Daydream Playbook Entry #9
“Experimental Brewing” a selection (page 118) from Off-Centered Leadership: The Dogfish Head Guide to Motivation, Collaboration & Smart Growth, in which Sam talks about the importance of coworker culture and our competitive experimental small-batch brewing program.
“For any company, retaining your best coworkers needs to be a top priority. These are the folks you’re relying on to perpetuate the values of your culture. They are the ones at every level of the org chart who are pulling the culture forward side by side with the leadership team, not pushing against it. One of the most fun and on-culture ways we identify talent is with our experimental small-batch brewing program.
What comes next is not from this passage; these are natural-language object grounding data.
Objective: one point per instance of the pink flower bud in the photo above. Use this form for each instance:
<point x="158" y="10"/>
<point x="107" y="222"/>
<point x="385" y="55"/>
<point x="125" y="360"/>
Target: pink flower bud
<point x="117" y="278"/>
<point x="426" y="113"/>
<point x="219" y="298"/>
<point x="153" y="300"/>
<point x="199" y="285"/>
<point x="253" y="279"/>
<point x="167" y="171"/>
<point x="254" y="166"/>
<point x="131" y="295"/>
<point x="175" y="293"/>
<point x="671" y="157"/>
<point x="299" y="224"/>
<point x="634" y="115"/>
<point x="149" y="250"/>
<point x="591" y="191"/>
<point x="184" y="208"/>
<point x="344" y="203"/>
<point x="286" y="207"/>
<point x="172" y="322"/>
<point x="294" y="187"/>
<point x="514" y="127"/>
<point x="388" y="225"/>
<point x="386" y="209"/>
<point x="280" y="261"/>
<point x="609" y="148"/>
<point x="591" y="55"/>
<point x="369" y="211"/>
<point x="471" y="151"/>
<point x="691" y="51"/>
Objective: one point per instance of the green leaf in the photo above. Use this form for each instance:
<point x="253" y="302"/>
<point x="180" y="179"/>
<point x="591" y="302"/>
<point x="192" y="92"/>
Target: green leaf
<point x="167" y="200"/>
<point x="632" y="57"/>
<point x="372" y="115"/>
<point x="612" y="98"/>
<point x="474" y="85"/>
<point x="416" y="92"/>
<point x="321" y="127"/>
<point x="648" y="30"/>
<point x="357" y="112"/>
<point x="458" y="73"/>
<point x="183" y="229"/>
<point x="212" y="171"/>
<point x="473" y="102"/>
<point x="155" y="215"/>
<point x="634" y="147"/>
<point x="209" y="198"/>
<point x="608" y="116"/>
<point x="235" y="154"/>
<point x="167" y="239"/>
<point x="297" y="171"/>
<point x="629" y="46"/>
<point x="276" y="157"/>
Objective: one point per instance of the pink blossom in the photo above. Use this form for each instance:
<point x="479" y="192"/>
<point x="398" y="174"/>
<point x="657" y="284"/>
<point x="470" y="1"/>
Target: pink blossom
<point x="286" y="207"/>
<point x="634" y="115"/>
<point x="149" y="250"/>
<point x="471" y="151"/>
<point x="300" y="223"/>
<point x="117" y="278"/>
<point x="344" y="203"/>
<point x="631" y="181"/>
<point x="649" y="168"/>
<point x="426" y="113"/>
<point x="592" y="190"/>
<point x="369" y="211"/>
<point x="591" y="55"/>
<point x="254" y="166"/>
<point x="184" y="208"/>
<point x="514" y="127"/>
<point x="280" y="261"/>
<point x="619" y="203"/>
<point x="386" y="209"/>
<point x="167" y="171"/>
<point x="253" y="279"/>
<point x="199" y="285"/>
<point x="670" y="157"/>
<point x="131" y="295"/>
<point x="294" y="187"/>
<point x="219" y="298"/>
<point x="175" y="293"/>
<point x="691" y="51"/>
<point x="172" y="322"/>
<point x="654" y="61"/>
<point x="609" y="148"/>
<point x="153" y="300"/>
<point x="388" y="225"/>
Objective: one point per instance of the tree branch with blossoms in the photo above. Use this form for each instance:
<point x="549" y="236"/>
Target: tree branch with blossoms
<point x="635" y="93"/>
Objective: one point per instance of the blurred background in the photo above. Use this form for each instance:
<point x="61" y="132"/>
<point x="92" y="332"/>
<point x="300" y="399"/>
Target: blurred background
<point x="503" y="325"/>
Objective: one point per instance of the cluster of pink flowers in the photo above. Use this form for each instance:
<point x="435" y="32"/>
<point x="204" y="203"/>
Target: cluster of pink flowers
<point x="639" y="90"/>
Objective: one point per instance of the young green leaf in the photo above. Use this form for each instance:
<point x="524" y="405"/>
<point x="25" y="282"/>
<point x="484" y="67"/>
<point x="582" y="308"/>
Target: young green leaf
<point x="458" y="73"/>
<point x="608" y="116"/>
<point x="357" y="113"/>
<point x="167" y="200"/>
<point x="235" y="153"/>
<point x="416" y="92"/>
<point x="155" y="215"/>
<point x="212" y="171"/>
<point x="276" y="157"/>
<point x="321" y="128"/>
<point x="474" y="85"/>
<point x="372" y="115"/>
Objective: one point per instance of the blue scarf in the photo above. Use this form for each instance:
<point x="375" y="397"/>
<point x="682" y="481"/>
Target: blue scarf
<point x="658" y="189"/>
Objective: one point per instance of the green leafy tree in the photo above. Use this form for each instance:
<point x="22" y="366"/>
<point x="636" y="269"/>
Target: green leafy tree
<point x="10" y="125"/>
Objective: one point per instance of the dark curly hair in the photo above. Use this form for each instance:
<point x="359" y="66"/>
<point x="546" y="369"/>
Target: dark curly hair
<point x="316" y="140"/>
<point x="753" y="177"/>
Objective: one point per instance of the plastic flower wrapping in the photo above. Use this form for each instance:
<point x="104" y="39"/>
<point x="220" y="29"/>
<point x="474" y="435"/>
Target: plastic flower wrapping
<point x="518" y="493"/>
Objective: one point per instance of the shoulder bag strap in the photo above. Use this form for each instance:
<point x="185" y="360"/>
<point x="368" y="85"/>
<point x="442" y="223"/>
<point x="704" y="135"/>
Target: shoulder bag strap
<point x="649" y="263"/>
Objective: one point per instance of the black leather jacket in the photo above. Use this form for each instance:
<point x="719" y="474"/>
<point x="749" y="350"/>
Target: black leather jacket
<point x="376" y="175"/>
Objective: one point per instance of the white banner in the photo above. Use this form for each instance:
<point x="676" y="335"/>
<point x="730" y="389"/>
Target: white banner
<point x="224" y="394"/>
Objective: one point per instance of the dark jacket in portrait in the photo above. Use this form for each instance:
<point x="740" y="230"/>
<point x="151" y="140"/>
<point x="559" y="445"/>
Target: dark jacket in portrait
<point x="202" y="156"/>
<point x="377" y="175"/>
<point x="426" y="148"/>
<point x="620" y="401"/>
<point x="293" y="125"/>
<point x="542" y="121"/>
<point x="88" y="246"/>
To bring more breadth and depth to the creative pool from which we draw innovation, we developed a program that allows anybody in the company, from dishwasher to accountant, to come up with an idea for a beer. If the person is able to involve three or four other coworkers, one of whom has home brewing experience so they’re not working entirely in the dark, Dogfish Head will provide all the ingredients they need to brew a 10-gallon batch that they share with their coworkers at our all-staff happy hour in the tasting room on Fridays at 4:30, which we refer to as Beer:Thirty. We have created a form for all the coworkers to fill out as they judge a sampling of the beer. This feedback gives us each a richer experience of beer appreciation and provides a sensory analysis of the beer. Afterward, the head of the small-batch brewing program tallies up the scores and analyzes the comments. Every quarter we pick a winning recipe and then that team gets to go to the pub in Rehoboth and brew a 120-gallon batch. They get the pride of selling a beer they thought of and produced. The best of those four quarterly winners gets an expense-paid weekend trip to go sight-seeing and visit Birreria, the Mario Batali and Joe Bastianich brewpub project Dogfish Head is involved with in New York City.”